The Joystrings—a Salvation Army beat band—followed General Frederick Coutts’ priority to reach young people. “If we need to, we will take up electric guitars and go into coffeehouses,” he said in 1963.
Soon after, when the BBC asked for a sampling of new Salvation Army sound, then Commissioner Clarence Wiseman formed a group of cadets from The William Booth Memorial Training College in London to appear on BBC’s Tonight television show. Led by classically trained keyboardist and singer Captain Joy Webb, who was then on training college staff, The Joystrings appeared again a week later on the same show.
“The viewers just absolutely jammed the switchboard and said, ‘we like this; they’re clean and we can understand what they’re singing,” Webb said in an interview with the UK Territory with the Republic of Ireland. Within weeks, the group was recording with EMI Records. “Of course, we didn’t have any music…We started writing out of sheer necessity.”

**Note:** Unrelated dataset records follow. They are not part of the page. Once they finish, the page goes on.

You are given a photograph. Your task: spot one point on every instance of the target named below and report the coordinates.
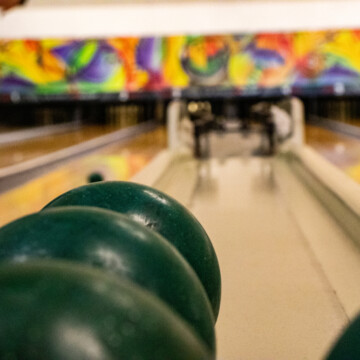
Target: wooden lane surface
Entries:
(19, 152)
(341, 150)
(115, 162)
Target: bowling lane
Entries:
(115, 162)
(341, 150)
(281, 299)
(33, 148)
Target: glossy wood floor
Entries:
(26, 150)
(116, 162)
(283, 290)
(341, 150)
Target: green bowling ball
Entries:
(117, 244)
(161, 213)
(64, 311)
(348, 345)
(95, 177)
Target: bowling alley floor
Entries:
(289, 273)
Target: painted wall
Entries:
(265, 61)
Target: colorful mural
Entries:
(249, 61)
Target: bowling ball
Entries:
(63, 311)
(161, 213)
(95, 177)
(348, 345)
(117, 244)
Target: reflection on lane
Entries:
(341, 150)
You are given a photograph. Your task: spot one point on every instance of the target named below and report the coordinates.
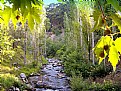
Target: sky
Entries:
(47, 2)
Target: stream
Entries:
(53, 78)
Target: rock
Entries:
(22, 75)
(29, 86)
(17, 89)
(61, 75)
(54, 65)
(39, 84)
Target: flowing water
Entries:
(54, 79)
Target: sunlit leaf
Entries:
(118, 44)
(115, 4)
(116, 20)
(113, 56)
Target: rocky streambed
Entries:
(53, 78)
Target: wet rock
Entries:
(29, 86)
(34, 79)
(54, 65)
(22, 75)
(61, 75)
(12, 88)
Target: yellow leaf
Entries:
(113, 56)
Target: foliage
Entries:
(52, 47)
(79, 84)
(6, 52)
(106, 46)
(20, 11)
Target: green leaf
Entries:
(6, 15)
(118, 44)
(99, 50)
(113, 56)
(115, 4)
(116, 20)
(98, 20)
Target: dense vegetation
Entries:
(71, 31)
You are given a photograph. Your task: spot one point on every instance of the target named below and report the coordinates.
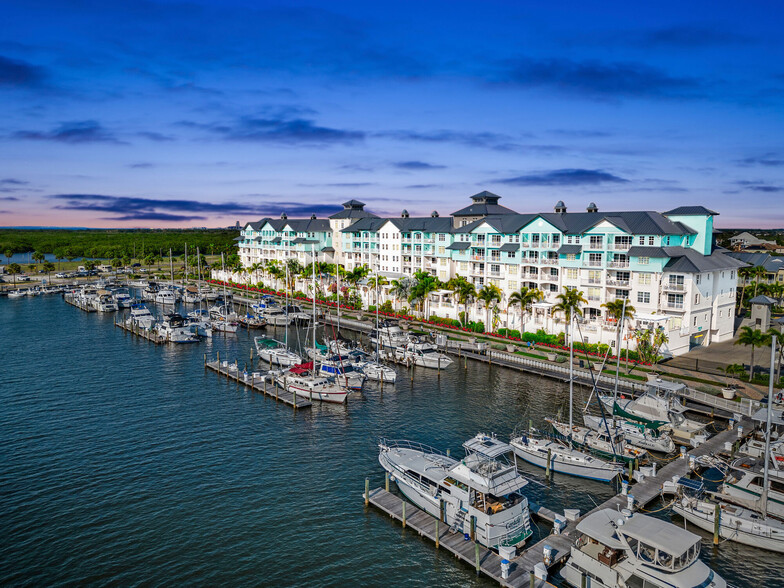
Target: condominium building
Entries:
(665, 264)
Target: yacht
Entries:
(479, 487)
(175, 330)
(165, 297)
(150, 291)
(140, 317)
(608, 445)
(104, 301)
(658, 406)
(423, 354)
(275, 352)
(621, 550)
(636, 434)
(388, 334)
(302, 381)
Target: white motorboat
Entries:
(659, 406)
(166, 297)
(485, 489)
(175, 330)
(104, 301)
(275, 352)
(343, 372)
(625, 550)
(635, 434)
(423, 354)
(388, 334)
(140, 317)
(301, 380)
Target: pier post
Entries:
(547, 472)
(716, 524)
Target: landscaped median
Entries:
(632, 371)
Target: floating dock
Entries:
(521, 575)
(256, 381)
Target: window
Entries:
(644, 279)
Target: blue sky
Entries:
(196, 113)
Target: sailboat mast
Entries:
(765, 479)
(571, 372)
(618, 359)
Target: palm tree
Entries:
(491, 295)
(774, 333)
(753, 338)
(524, 298)
(465, 293)
(569, 304)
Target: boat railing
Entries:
(406, 444)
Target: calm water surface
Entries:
(126, 463)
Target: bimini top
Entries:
(603, 527)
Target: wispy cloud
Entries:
(417, 165)
(85, 131)
(129, 208)
(292, 131)
(564, 177)
(767, 160)
(20, 74)
(600, 79)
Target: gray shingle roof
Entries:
(690, 211)
(647, 252)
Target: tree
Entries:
(491, 295)
(569, 304)
(13, 269)
(465, 293)
(524, 298)
(48, 267)
(753, 338)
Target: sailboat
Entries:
(303, 380)
(564, 458)
(744, 520)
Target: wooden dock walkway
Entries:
(256, 381)
(470, 552)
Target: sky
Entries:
(159, 113)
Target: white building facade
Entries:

Band member Peter Dalziel recalled going to record “It’s An Open Secret,” their first song. “Beatles come out, we go in,” he said. “We didn’t even know it was going to be released.”
The song peaked at 32 in the UK Top 50 in 1964.

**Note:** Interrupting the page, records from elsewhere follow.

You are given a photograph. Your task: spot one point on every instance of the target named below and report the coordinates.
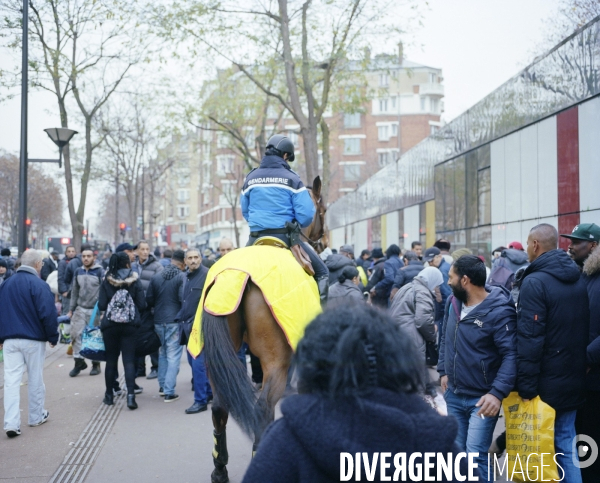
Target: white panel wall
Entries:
(529, 173)
(411, 224)
(392, 228)
(512, 180)
(360, 241)
(589, 155)
(547, 168)
(497, 182)
(337, 237)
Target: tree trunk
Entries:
(326, 161)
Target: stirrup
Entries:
(270, 241)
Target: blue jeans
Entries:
(169, 356)
(474, 434)
(202, 389)
(21, 355)
(564, 434)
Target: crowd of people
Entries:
(527, 323)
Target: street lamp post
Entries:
(60, 136)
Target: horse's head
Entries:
(315, 232)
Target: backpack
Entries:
(121, 308)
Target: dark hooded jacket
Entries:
(505, 267)
(591, 271)
(128, 280)
(147, 270)
(336, 263)
(478, 353)
(165, 294)
(553, 332)
(304, 445)
(407, 273)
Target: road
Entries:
(84, 440)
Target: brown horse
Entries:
(254, 324)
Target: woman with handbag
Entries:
(121, 298)
(414, 309)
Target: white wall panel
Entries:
(411, 224)
(360, 241)
(589, 155)
(337, 237)
(498, 181)
(529, 172)
(512, 172)
(547, 168)
(590, 217)
(392, 228)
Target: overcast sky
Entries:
(479, 44)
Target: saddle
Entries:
(293, 230)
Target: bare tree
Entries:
(79, 48)
(45, 204)
(308, 46)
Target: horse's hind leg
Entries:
(268, 342)
(220, 454)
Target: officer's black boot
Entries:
(323, 284)
(80, 365)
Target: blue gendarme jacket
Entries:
(27, 308)
(273, 194)
(479, 352)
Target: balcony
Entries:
(431, 89)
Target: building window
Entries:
(352, 146)
(352, 172)
(224, 164)
(352, 121)
(383, 158)
(383, 133)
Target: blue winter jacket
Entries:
(553, 332)
(273, 194)
(478, 353)
(27, 308)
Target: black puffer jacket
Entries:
(552, 332)
(406, 274)
(336, 263)
(165, 294)
(591, 270)
(304, 446)
(128, 280)
(147, 270)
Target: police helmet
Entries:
(280, 144)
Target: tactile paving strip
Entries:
(82, 455)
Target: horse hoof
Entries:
(219, 476)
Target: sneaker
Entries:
(44, 419)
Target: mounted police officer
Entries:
(274, 195)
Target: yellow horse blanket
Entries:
(290, 293)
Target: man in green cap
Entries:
(583, 250)
(584, 239)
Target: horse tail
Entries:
(230, 380)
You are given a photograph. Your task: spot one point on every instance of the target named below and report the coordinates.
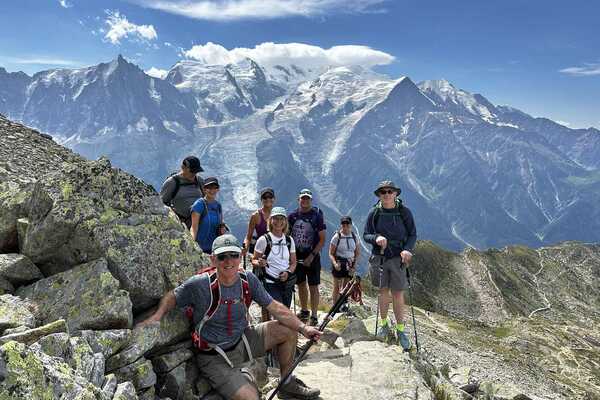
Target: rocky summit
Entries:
(87, 250)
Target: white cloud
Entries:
(589, 69)
(303, 55)
(121, 28)
(41, 61)
(227, 10)
(157, 73)
(563, 123)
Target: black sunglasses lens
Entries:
(225, 257)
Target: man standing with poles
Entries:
(390, 229)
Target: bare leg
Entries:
(285, 340)
(398, 304)
(314, 298)
(336, 289)
(384, 302)
(303, 295)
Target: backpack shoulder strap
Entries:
(337, 243)
(314, 221)
(246, 292)
(177, 180)
(269, 245)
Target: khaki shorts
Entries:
(222, 377)
(394, 274)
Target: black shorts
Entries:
(311, 273)
(343, 272)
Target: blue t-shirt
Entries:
(195, 292)
(207, 227)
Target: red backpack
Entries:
(215, 302)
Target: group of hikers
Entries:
(284, 250)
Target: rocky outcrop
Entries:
(87, 296)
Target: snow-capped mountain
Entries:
(473, 173)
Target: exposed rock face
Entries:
(87, 296)
(15, 312)
(30, 374)
(18, 269)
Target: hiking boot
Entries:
(303, 315)
(403, 340)
(296, 389)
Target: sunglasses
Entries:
(228, 256)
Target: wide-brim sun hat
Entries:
(278, 211)
(386, 185)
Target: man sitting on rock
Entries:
(223, 336)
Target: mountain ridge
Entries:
(477, 174)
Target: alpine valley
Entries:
(473, 173)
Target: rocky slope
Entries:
(87, 250)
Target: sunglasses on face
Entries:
(228, 256)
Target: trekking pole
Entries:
(379, 291)
(334, 309)
(412, 309)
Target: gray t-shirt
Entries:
(185, 197)
(195, 292)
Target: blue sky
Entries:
(540, 56)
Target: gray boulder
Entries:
(18, 269)
(6, 287)
(16, 312)
(141, 340)
(166, 362)
(125, 391)
(109, 386)
(29, 336)
(87, 296)
(30, 374)
(107, 342)
(14, 203)
(139, 373)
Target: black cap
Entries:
(193, 164)
(267, 190)
(386, 185)
(211, 180)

“We hadn’t a clue what it would mean for us,” Webb said. “We were just besieged after that.”
The Joystrings went on to play on the steps of St. Paul’s Cathedral, in concert halls and in the Blue Angel and Playboy nightclubs.
“All we did was play our set and beam at the people. That’s all we knew how to do,” Webb said. When a woman divulged her life story to Webb following The Joystrings’ performance, Webb said she understood what was ahead. “I realized what function we were going to have to be in the middle of all this and that was a very saliently moment actually.”

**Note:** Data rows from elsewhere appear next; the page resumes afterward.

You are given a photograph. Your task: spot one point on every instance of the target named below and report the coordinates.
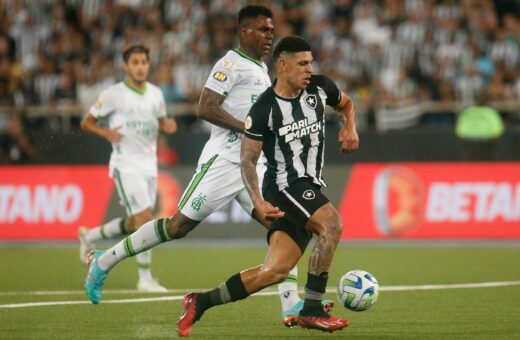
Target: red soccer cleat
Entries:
(187, 319)
(326, 324)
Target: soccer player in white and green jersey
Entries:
(234, 84)
(136, 112)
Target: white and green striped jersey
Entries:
(241, 79)
(137, 114)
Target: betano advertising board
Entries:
(378, 201)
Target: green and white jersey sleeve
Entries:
(136, 114)
(241, 79)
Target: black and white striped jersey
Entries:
(293, 131)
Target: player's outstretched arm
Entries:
(167, 125)
(210, 109)
(348, 137)
(249, 154)
(89, 124)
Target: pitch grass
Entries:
(476, 313)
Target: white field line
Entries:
(263, 293)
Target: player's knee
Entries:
(178, 227)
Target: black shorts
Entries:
(299, 201)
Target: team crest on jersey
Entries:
(227, 63)
(309, 195)
(220, 76)
(311, 101)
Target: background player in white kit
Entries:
(234, 84)
(136, 111)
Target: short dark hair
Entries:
(291, 44)
(253, 11)
(136, 49)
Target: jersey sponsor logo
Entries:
(299, 129)
(227, 63)
(309, 195)
(198, 201)
(249, 122)
(311, 101)
(220, 76)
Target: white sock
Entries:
(144, 261)
(288, 290)
(111, 229)
(146, 237)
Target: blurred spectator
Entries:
(165, 79)
(429, 50)
(479, 128)
(166, 156)
(15, 145)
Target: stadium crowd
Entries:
(61, 52)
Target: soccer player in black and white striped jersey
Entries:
(287, 124)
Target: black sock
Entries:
(314, 290)
(231, 290)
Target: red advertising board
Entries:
(50, 202)
(432, 201)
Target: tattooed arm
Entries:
(348, 137)
(249, 154)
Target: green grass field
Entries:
(55, 275)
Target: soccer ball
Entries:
(358, 290)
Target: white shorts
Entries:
(136, 192)
(216, 183)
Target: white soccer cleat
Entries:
(84, 245)
(150, 286)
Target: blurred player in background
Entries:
(136, 112)
(287, 123)
(234, 84)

Now 50 years later, group member Sylvia Dalziel published a book on the five years of the band’s existence. The Joystrings: The Story of the Salvation Army Pop Group (Shield Books, 2013) includes an introduction by General John Larsson, a tribute from Sir Cliff Richard, a full discography, and a final chapter by Webb.
“Hundreds and hudnreds of people made decisions for Christ…and you can’t knock that, can you?” said Webb, who was admitted to the Army’s Order of the Founder for her leadership. “That’s what it was all about.”